L’objectif de cet article est de partager avec le public la démarche du fact-checking, les incertitudes, les outils utilisés, la démarche suivie, les faits avérés et les questions en suspens.


La publication vérifiée

Dans une publication du 22 novembre 2023, publiée à 8h47, une capture d’écran d’un article montre un prétendu panneau publicitaire sur lequel peut être lu : « Président Macron, What would you do if Jean-Michel was taken hostage by Hamas ? » accompagné du #BringThemHome. De nombreuses autres publications (ici, ici ou encore ici) reprennent l’image afin de souligner l’association entre les termes « Jean-Michel » et « Président Macron ». En effet, chacun de ces comptes est tenant de la théorie, infondée et le plus souvent reposant sur de fausses informations, selon laquelle Brigitte Macron serait en réalité Jean-Michel Trogneux.

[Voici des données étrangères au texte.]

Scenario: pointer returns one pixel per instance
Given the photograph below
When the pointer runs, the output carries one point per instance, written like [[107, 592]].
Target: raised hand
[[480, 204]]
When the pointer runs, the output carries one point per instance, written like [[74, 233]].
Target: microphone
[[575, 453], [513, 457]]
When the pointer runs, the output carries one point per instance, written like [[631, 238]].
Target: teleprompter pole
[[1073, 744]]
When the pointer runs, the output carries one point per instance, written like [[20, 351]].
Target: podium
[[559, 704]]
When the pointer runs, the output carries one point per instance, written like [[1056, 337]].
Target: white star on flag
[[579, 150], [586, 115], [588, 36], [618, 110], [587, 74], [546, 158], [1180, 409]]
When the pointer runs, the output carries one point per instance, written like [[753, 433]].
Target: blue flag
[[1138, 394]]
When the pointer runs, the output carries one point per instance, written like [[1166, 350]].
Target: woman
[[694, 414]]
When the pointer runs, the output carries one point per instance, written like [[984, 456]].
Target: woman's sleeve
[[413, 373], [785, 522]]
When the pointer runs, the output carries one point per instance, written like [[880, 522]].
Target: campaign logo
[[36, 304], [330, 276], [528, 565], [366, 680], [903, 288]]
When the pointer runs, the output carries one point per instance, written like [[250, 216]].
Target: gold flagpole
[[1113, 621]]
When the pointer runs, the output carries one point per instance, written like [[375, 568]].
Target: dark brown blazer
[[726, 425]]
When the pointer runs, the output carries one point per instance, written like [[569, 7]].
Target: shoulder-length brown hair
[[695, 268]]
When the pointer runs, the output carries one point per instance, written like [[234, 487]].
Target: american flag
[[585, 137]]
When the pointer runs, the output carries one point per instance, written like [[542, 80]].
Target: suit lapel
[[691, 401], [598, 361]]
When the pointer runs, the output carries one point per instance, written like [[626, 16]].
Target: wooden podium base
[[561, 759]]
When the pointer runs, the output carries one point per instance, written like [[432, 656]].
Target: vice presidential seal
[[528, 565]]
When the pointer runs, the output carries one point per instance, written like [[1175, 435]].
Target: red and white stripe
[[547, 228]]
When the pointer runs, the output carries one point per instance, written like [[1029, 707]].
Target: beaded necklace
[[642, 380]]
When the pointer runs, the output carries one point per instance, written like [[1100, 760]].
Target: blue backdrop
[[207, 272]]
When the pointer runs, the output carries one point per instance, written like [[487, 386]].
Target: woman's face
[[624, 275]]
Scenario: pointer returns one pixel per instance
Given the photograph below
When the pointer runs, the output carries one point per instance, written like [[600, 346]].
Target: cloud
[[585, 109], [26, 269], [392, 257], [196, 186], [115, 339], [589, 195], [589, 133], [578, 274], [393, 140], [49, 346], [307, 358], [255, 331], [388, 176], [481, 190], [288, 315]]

Chronologie et démarche de la vérification

Face à une image, notre premier réflexe est d’effectuer une recherche d’image inversée. Grâce à des outils en libre accès (comme sur Google Images, Tineye ou encore InVID WeVerify), la recherche permet ainsi de repérer les autres apparitions de cette image sur le web. En date du 22 novembre au soir nous effectuons cette recherche qui nous renvoie vers un premier site : Les Envahis. L’image n’est pas légendée et ne renvoie vers aucun lien. Cependant, l’article utilise une deuxième image du panneau mais de nuit. Cette deuxième image est à son tour recherchée avec trois nouveaux résultats :

  • Le Blog à Lupus
  • Le site du journal 20minutes dans un live sur le conflit
  • Le site du journal Jeune Afrique dans un article consacré aux réactions internationales liées à la trêve humanitaire entre Israël et le Hamas.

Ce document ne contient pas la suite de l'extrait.